Thursday, April 28 — VIRTUAL — Join Vermont Natural Resources Council (VNRC) to watch Wild and Scenic Film Festival On Tour from the comfort and safety of your home, live on April 28, at 6 p.m. Tickets are $12. Film program, and raffle items available at VNRC.org/WSFF2022.
The Wild & Scenic Film Festival celebrates the beauty and wonder of our natural world, and inspires audiences everywhere to take action to protect it. A fundraiser for VNRC, proceeds from the festival go directly to fostering the advocacy, research, and education that are crucial to protecting our natural resources. VNRC is one of Vermont’s oldest statewide environmental organizations, working to protect Vermont’s environment and communities, and prepare the state for a climate-resilient future.
This is VNRC’s 14th year hosting the film festival, and the third year holding it virtually. While the in-person gatherings were wonderful opportunities to come together in the spirit of celebrating the natural world, the virtual event has allowed VNRC to expand access to the inspiring and educational films to people all over Vermont, and beyond.
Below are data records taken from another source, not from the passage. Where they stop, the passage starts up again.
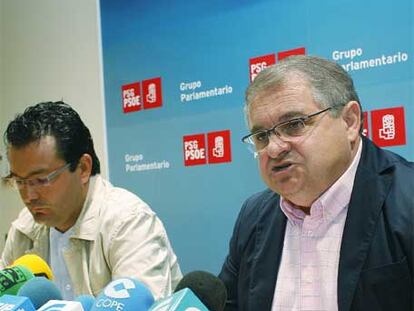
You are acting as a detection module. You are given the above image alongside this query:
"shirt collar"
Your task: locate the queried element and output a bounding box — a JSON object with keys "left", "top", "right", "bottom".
{"left": 280, "top": 139, "right": 363, "bottom": 225}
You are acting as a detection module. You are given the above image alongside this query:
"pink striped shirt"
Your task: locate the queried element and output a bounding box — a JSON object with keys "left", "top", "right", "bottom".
{"left": 271, "top": 141, "right": 362, "bottom": 311}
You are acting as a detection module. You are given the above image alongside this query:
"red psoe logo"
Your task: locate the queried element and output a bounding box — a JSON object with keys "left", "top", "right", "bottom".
{"left": 142, "top": 77, "right": 163, "bottom": 109}
{"left": 277, "top": 47, "right": 306, "bottom": 61}
{"left": 249, "top": 54, "right": 276, "bottom": 82}
{"left": 122, "top": 82, "right": 142, "bottom": 113}
{"left": 207, "top": 130, "right": 232, "bottom": 164}
{"left": 183, "top": 134, "right": 207, "bottom": 166}
{"left": 362, "top": 111, "right": 369, "bottom": 137}
{"left": 371, "top": 106, "right": 406, "bottom": 147}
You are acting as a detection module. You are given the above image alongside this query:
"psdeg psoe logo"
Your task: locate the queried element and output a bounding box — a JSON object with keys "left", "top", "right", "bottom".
{"left": 122, "top": 77, "right": 162, "bottom": 113}
{"left": 249, "top": 47, "right": 306, "bottom": 81}
{"left": 361, "top": 106, "right": 406, "bottom": 147}
{"left": 183, "top": 130, "right": 232, "bottom": 166}
{"left": 370, "top": 106, "right": 406, "bottom": 147}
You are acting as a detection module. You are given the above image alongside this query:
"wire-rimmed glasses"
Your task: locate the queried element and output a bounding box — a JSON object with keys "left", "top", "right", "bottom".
{"left": 5, "top": 162, "right": 71, "bottom": 190}
{"left": 242, "top": 107, "right": 332, "bottom": 154}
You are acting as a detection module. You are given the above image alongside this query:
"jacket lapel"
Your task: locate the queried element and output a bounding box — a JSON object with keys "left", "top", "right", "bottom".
{"left": 249, "top": 193, "right": 287, "bottom": 310}
{"left": 337, "top": 139, "right": 393, "bottom": 311}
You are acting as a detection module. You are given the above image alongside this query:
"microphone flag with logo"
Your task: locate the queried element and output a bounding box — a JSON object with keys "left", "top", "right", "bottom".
{"left": 148, "top": 288, "right": 209, "bottom": 311}
{"left": 37, "top": 300, "right": 84, "bottom": 311}
{"left": 11, "top": 254, "right": 54, "bottom": 280}
{"left": 0, "top": 265, "right": 34, "bottom": 297}
{"left": 0, "top": 294, "right": 36, "bottom": 311}
{"left": 91, "top": 277, "right": 154, "bottom": 311}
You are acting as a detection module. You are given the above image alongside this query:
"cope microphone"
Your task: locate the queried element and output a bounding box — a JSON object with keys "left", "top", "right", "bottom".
{"left": 149, "top": 271, "right": 227, "bottom": 311}
{"left": 0, "top": 265, "right": 34, "bottom": 297}
{"left": 11, "top": 254, "right": 54, "bottom": 280}
{"left": 18, "top": 277, "right": 63, "bottom": 309}
{"left": 75, "top": 295, "right": 95, "bottom": 311}
{"left": 91, "top": 277, "right": 154, "bottom": 311}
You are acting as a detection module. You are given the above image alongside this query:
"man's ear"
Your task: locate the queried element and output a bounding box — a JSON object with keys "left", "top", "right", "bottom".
{"left": 78, "top": 153, "right": 93, "bottom": 184}
{"left": 342, "top": 101, "right": 361, "bottom": 142}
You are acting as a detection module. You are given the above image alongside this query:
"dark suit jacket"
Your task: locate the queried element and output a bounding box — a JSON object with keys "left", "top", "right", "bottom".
{"left": 219, "top": 137, "right": 414, "bottom": 311}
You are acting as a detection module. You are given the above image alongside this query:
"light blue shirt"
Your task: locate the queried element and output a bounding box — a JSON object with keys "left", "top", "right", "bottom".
{"left": 49, "top": 227, "right": 75, "bottom": 300}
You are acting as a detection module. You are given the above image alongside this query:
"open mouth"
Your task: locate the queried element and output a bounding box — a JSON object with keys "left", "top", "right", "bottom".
{"left": 30, "top": 207, "right": 49, "bottom": 214}
{"left": 272, "top": 163, "right": 292, "bottom": 172}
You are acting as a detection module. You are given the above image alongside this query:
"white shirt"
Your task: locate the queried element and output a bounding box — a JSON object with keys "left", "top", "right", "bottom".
{"left": 272, "top": 141, "right": 362, "bottom": 311}
{"left": 50, "top": 227, "right": 75, "bottom": 300}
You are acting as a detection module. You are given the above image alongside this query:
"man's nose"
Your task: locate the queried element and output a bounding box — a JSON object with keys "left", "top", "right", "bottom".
{"left": 19, "top": 184, "right": 40, "bottom": 202}
{"left": 265, "top": 133, "right": 291, "bottom": 158}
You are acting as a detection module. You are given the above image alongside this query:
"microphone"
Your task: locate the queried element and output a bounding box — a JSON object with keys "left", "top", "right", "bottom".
{"left": 18, "top": 278, "right": 89, "bottom": 311}
{"left": 149, "top": 271, "right": 227, "bottom": 311}
{"left": 0, "top": 294, "right": 36, "bottom": 311}
{"left": 91, "top": 277, "right": 154, "bottom": 311}
{"left": 174, "top": 271, "right": 227, "bottom": 311}
{"left": 11, "top": 254, "right": 54, "bottom": 280}
{"left": 148, "top": 288, "right": 209, "bottom": 311}
{"left": 18, "top": 277, "right": 63, "bottom": 309}
{"left": 37, "top": 300, "right": 84, "bottom": 311}
{"left": 0, "top": 265, "right": 34, "bottom": 297}
{"left": 75, "top": 295, "right": 95, "bottom": 311}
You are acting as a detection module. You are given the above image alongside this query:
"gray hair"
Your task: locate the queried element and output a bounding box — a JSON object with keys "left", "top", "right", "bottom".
{"left": 245, "top": 55, "right": 362, "bottom": 123}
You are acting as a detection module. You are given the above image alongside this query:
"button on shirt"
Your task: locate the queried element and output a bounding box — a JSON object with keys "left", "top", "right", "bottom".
{"left": 50, "top": 227, "right": 75, "bottom": 300}
{"left": 271, "top": 141, "right": 362, "bottom": 311}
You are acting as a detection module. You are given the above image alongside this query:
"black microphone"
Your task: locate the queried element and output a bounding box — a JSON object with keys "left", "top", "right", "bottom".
{"left": 174, "top": 271, "right": 227, "bottom": 311}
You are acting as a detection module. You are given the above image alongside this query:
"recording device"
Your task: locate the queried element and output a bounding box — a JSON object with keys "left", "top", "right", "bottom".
{"left": 37, "top": 300, "right": 84, "bottom": 311}
{"left": 0, "top": 294, "right": 35, "bottom": 311}
{"left": 148, "top": 288, "right": 209, "bottom": 311}
{"left": 75, "top": 295, "right": 95, "bottom": 311}
{"left": 91, "top": 277, "right": 154, "bottom": 311}
{"left": 174, "top": 271, "right": 227, "bottom": 311}
{"left": 0, "top": 265, "right": 34, "bottom": 296}
{"left": 18, "top": 277, "right": 63, "bottom": 309}
{"left": 149, "top": 271, "right": 227, "bottom": 311}
{"left": 11, "top": 254, "right": 54, "bottom": 280}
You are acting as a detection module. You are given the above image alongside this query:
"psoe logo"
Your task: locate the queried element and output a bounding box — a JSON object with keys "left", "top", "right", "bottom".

The festival is part of a national network of grassroots organizations connected by a common goal of using film to inspire activism. This year’s festival will feature a cross-section of environmental efforts both across the world and close to home.
Film program:
- “Protecting the Monarch Butterfly (4 minutes). Land restoration near Niagara Falls is giving refuge to a beloved butterfly and setting an example for wildlife protection everywhere.
- Dear Pippa (8 minutes). A woman shares with her daughter what she has learned about herself through motherhood.
- Civil Society: Not on Our Soil (8 minutes). The community of the notoriously polluted South Durban fights for a democracy that is for the people – and by the people.
- Craig, America (14 minutes). A small town, like so many, grapples with evolving from a fossil fuel past to a more sustainable future.
- It’s Bean to Hot (25 minutes). Climate change is affecting coffee production worldwide. If we don’t act now, coffee could soon be gone forever.
- Intermission (10 minutes)
- The Magical Forest and the Things (4 minutes). Dave and Callie (6 years old) spent the first three weeks of Covid19 distancing in a makeshift shared studio now called the Quarantine Attic. It’s an original story depicting a critical yet child-like observation of human consumption habits and the social reinforcements that influence it.
- A Fly Fishing Refugee (6 minutes). A Polish dissident discovers the true reason rivers and salmon figure so prominently in his life.
- The Hunt for the Asian Giant Hornet (12 minutes). Scientists race to stop the spread of a new invasive species.
- Shaba (12 minutes). After losing her mother to poachers, an unruly elephant named Shaba is rescued to the mountains of northern Kenya to be rehabilitated back to the wild. The women keepers of Reteti Sanctuary have a maternal solution to soften Shaba’s heart.
- West Portal Creek (24 minutes). West Portal Creek shows how people worked together to build trust, form relationships, and work together over more than twenty years to reverse a stream’s water quality problems.
- I’m a Child (3 minutes). I’m a Child leads us on a whimsical journey to understanding the importance of coming to grips with the Climate Crisis.
- Interview with Els Van Woert from Dear Pippa (10 minutes). VNRC’s Communications Director, Makenna Goodman, interviews Els Van Woert, a local Vermonter and the writer and star of Dear Pippa. Els shares her story of finding solace in Vermont’s forests and the wonders of sharing the great outdoors with her daughter.